- San Juan Teacherage
- U.S. National Register of Historic Places
- Nearest city: Sherman, New Mexico
- Coordinates: 32°44′46″N 107°53′18″W﻿ / ﻿32.74611°N 107.88833°W
- Area: less than one acre
- Built: 1923
- Built by: Entzminger, John
- Architectural style: Vernacular New Mexico
- MPS: Mimbres Valley MRA
- NRHP reference No.: 88000508
- Added to NRHP: May 16, 1988

= San Juan Teacherage =

The San Juan Teacherage is a teacherage near Sherman, New Mexico. It was built in 1923 and was listed on the National Register of Historic Places in 1988.

It is located on State Road 61, about 50 ft to the west of it, about 1.7 mi north of Mimbres Hot Springs Canyon Rd.

It is a single file plan building built in 1923 on a raised foundation (likely made of concrete), with stuccoed walls and a corrugated metal hipped roof in Vernacular New Mexico style.

It was built by homesteader John Entzminger for schoolteachers at the San Juan school. Its construction was funded by the state, and it was built on land donated by Alfred Perrault, son of settler George Perrault. According to its National Register nomination, "Alfred was continuing a family tradition of supporting local education (see George Perrault House, #3, discussion) and this explains the location of the teachers residence here away from the school in San Juan."

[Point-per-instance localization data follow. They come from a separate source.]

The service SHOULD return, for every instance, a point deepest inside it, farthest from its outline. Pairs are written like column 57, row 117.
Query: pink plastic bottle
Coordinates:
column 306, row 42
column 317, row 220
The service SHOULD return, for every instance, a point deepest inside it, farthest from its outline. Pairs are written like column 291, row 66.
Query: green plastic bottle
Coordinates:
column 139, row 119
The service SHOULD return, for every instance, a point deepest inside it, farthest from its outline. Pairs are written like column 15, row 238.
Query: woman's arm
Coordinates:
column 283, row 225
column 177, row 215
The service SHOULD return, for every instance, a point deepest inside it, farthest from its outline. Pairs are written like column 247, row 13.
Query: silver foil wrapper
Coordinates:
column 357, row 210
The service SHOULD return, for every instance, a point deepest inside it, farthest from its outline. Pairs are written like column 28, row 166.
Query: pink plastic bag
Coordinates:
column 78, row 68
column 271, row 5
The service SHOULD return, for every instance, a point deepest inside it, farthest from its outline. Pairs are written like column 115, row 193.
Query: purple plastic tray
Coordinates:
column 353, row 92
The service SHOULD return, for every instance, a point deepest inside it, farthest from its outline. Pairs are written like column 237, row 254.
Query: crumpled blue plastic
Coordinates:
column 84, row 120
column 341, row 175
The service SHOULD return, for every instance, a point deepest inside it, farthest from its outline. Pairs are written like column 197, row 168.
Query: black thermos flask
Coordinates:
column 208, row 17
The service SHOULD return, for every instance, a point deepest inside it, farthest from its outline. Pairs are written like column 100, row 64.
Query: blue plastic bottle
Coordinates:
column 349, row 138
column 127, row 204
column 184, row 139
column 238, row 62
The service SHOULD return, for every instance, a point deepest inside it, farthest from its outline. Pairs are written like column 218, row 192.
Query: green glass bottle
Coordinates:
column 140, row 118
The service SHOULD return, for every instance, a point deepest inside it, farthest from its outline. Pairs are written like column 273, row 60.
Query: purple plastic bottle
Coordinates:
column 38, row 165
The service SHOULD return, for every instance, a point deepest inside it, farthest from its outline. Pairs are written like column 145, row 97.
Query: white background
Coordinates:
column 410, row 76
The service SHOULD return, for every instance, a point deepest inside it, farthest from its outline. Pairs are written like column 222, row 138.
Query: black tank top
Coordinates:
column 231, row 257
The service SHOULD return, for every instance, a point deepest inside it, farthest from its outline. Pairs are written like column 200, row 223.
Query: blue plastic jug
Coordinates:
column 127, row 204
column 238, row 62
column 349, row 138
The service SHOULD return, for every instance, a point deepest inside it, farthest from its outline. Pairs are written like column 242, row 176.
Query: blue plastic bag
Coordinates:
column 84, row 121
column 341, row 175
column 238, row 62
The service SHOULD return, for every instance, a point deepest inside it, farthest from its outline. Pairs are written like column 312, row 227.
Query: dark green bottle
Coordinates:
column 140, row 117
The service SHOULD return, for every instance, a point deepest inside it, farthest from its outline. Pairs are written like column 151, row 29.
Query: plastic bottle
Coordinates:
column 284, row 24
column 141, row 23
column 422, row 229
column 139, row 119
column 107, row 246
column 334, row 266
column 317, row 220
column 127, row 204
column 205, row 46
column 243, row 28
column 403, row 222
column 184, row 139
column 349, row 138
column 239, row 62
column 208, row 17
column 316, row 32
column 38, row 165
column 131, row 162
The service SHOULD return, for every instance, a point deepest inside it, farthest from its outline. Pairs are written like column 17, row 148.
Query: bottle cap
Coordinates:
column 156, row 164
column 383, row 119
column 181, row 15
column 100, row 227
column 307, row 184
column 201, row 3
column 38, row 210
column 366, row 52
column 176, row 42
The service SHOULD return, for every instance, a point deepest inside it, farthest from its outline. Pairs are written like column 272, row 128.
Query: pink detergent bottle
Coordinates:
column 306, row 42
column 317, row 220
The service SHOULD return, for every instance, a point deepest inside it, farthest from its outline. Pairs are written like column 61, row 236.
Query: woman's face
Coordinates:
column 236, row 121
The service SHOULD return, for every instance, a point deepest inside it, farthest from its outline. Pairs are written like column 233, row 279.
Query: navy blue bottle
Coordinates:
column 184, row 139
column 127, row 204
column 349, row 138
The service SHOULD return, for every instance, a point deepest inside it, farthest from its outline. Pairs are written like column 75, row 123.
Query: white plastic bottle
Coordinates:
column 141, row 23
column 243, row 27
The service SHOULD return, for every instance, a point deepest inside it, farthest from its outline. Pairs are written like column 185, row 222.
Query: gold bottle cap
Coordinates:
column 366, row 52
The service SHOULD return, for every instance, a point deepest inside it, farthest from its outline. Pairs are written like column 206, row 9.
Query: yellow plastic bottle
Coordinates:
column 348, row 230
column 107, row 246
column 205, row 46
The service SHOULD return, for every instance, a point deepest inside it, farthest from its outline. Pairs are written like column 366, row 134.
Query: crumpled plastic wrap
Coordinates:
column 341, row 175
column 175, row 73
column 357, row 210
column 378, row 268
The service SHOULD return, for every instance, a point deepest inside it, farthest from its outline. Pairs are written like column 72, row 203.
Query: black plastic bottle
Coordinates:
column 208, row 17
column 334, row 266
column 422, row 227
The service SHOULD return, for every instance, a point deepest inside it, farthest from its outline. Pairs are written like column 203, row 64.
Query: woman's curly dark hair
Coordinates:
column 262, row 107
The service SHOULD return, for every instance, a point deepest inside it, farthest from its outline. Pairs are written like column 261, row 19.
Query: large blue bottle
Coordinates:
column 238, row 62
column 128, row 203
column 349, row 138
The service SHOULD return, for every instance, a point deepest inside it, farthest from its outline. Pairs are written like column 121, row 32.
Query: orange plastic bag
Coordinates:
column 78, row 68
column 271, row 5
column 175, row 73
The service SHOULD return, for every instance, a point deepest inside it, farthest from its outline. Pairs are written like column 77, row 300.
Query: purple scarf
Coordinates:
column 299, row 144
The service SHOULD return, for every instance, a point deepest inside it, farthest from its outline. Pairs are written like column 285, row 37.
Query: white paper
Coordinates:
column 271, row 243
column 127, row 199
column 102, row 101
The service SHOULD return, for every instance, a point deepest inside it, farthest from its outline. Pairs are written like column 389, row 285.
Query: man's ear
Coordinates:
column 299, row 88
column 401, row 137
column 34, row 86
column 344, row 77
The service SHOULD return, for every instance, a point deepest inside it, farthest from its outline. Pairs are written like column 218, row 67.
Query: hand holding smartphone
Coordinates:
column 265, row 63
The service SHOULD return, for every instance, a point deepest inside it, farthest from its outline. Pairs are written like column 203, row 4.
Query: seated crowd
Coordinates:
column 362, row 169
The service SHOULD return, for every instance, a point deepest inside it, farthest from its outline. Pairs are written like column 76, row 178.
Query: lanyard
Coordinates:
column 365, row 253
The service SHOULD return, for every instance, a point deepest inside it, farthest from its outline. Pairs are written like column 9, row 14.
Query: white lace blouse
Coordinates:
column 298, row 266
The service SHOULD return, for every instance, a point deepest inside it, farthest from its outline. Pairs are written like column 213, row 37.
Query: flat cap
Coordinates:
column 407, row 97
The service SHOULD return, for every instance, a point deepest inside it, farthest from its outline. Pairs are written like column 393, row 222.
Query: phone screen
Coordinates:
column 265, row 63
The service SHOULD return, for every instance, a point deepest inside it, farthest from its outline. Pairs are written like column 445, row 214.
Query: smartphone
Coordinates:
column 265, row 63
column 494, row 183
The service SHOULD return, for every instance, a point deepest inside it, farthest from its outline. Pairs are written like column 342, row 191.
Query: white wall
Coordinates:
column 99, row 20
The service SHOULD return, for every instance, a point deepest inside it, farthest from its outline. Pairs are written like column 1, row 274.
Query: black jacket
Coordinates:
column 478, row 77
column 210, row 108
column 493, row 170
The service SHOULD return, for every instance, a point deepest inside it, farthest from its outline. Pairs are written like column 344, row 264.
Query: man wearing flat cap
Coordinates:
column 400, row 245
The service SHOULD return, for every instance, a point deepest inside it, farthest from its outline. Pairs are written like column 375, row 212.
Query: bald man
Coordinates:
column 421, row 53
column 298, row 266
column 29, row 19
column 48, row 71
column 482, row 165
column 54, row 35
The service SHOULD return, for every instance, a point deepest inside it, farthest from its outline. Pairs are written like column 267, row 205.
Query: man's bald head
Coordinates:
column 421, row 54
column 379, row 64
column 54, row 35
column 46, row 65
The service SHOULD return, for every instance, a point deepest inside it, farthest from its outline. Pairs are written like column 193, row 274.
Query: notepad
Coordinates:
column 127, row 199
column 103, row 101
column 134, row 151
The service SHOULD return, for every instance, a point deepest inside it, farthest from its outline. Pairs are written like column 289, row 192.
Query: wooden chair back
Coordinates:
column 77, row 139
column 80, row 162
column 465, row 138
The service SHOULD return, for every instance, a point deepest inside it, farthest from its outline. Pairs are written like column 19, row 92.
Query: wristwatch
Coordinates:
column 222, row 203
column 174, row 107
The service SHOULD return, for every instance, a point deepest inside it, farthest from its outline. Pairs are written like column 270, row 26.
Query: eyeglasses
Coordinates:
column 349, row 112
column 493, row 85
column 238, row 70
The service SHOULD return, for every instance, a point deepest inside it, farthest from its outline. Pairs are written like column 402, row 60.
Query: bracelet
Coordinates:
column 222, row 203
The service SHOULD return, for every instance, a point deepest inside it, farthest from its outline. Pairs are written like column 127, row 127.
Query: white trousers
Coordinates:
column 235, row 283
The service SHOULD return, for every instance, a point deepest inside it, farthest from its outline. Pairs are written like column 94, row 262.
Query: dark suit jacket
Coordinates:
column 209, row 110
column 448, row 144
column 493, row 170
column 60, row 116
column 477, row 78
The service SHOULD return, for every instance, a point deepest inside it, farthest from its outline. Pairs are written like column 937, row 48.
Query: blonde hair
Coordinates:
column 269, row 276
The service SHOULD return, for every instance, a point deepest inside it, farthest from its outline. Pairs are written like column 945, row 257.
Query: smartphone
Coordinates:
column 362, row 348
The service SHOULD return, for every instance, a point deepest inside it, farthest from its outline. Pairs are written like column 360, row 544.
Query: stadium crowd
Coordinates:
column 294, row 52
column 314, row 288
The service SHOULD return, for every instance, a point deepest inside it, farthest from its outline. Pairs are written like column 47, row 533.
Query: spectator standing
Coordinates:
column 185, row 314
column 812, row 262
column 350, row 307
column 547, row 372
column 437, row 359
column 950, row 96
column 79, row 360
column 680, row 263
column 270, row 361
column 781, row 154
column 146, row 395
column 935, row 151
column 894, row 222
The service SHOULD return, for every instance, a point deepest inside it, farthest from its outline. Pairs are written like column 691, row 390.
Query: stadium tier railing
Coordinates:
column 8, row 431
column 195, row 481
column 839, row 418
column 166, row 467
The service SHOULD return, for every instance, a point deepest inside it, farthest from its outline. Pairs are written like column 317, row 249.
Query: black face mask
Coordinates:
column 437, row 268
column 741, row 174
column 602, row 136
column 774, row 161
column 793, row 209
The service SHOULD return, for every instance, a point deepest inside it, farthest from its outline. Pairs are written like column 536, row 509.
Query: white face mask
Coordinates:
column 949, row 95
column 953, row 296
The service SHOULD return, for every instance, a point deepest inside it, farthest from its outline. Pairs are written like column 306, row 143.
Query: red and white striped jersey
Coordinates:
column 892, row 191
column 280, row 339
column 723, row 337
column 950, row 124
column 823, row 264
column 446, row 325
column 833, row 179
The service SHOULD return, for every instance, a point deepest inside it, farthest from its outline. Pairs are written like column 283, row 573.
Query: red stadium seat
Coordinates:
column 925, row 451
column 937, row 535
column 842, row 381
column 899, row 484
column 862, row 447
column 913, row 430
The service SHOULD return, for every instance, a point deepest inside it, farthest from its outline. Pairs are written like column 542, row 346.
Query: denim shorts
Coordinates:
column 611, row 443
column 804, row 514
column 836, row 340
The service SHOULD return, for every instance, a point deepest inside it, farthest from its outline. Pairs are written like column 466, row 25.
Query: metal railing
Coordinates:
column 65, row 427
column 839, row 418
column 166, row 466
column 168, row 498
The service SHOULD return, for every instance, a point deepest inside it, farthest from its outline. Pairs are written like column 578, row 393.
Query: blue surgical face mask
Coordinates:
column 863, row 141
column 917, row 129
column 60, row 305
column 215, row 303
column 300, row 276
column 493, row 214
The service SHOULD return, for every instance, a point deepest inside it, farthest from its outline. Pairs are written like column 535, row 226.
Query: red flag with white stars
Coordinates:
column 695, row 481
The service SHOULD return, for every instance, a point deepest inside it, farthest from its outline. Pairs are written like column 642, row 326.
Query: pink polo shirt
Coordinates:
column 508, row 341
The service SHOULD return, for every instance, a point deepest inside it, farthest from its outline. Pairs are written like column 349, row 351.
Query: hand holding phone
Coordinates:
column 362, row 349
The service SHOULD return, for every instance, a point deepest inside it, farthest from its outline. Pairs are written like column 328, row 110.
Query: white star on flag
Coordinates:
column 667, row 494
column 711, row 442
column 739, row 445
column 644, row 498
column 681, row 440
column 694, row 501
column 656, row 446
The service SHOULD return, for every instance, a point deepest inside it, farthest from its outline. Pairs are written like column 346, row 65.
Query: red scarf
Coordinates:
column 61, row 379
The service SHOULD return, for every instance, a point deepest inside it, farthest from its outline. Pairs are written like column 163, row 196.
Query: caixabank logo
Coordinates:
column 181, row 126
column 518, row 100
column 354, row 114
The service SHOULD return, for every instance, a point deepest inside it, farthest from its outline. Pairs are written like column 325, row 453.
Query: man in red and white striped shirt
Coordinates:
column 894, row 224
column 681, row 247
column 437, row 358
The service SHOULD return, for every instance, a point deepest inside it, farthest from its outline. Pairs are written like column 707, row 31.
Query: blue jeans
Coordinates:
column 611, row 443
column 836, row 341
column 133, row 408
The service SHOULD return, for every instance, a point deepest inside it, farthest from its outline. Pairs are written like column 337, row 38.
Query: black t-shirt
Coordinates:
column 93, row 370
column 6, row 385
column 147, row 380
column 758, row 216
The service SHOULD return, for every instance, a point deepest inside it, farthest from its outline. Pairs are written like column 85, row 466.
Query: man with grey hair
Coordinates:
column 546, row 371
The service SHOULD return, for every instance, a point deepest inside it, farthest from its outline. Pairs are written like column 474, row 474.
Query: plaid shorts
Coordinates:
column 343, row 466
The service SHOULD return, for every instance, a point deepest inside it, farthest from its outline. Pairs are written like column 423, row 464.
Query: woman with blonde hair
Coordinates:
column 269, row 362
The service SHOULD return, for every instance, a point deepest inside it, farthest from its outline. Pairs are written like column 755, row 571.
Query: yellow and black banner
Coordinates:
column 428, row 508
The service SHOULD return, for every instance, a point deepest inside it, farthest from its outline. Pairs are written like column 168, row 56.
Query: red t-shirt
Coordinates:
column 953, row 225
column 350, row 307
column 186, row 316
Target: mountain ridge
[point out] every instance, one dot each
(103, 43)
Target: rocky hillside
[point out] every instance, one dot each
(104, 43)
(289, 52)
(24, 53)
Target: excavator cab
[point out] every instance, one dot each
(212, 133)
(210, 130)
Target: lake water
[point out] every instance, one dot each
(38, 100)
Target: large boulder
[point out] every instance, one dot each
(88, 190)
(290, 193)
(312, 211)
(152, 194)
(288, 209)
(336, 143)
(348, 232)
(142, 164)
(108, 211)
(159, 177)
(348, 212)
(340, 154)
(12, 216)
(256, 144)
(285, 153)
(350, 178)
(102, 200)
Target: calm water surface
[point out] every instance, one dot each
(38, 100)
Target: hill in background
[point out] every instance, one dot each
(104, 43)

It was deemed "a good, unmodified example of the New Mexico Vernacular type in the early twentieth century. The stuccoed walls of the building, its single file
plan and corrugated metal hipped roof, are similar to most New Mexico Vernacular residences in the valley, although the raised foundation is an Anglo-American element."

It was listed on the National Register as part of a 1988 study of historic resources in the Mimbres Valley of Grant County.